Das neueste „Mit dem Virus leben“ dürfte demnach bald heißen, sogar geboostert eine Infektion in Kauf nehmen zu müssen, weiter arbeiten zu gehen und damit nicht einmal andere schützen zu dürfen – ein Paradigmenwechsel in der Pandemiebekämpfung.

Was bleibt also zu Beginn des Jahres drei der Pandemie zu tun? Fürs seelische Wohl empfehlenswert dürfte sein, sich nicht allzu viele Sorgen zu machen, sich also auch als Einzelperson aus Erfahrung dümmer zu machen, um nicht in Panik zu verfallen. Auch kann man die Zeit nutzen und sich jetzt schon mal ein paar Notizen machen. Für die Wahlen im kommenden Jahr. Damit man dann, wenn diese Pandemie hoffentlich vorbei ist, noch weiß, wer halbwegs vernünftig war und wer alles nur schlimmer machte.

J.C. Kemp
20. Januar 2022 - 8.45

Dumme gab es immer, sie vermehren sich in kritischen Zeiten stärker.

uma
9. Januar 2022 - 17.13

@Jacques " Und man sollte sich fragen wer in welcher Partei es besser gemacht hätte.
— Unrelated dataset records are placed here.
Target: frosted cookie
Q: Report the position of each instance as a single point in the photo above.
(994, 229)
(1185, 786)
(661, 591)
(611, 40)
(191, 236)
Nämlich keiner.Denn: wieso sollten Politiker mehr wissen als die Wissenschaftler. " Eine Partei hat doch einen direkten Draht zum Schöpfer. ?u

Jacques Zeyen
8. Januar 2022 - 12.25

"Für die Wahlen im kommenden Jahr. Damit man dann, wenn diese Pandemie hoffentlich vorbei ist, noch weiß, wer halbwegs vernünftig war und wer alles nur schlimmer machte." --- Und man sollte sich fragen wer in welcher Partei es besser gemacht hätte. Nämlich keiner.Denn: wieso sollten Politiker mehr wissen als die Wissenschaftler. Wenn allerdings Politiker bewusst die Menschen in die Irre lenken,durch schäbige Äusserungen und Drohungen gegen die Presse,dann ja dann sollte man Notitzen machen für die nächsten Wahlen. "Wir irren uns empor." sagte einst Harald Lesch Eins steht fest :wir werden diese Pandemie überleben,so wie wir schon andere überlebt haben. Was sie uns kosten wird steht allerdings in den Sternen.Allerdings sollten wir nicht durch die oben erwähnte Dummheit Wasser auf die Mühlen lenken. Wenn man durch Impfung immer noch infiziert werden kann und sogar krank,dann sollten wir die Impfung nicht als nutzlos betrachten.DAS wäre die größte aller Dummheiten.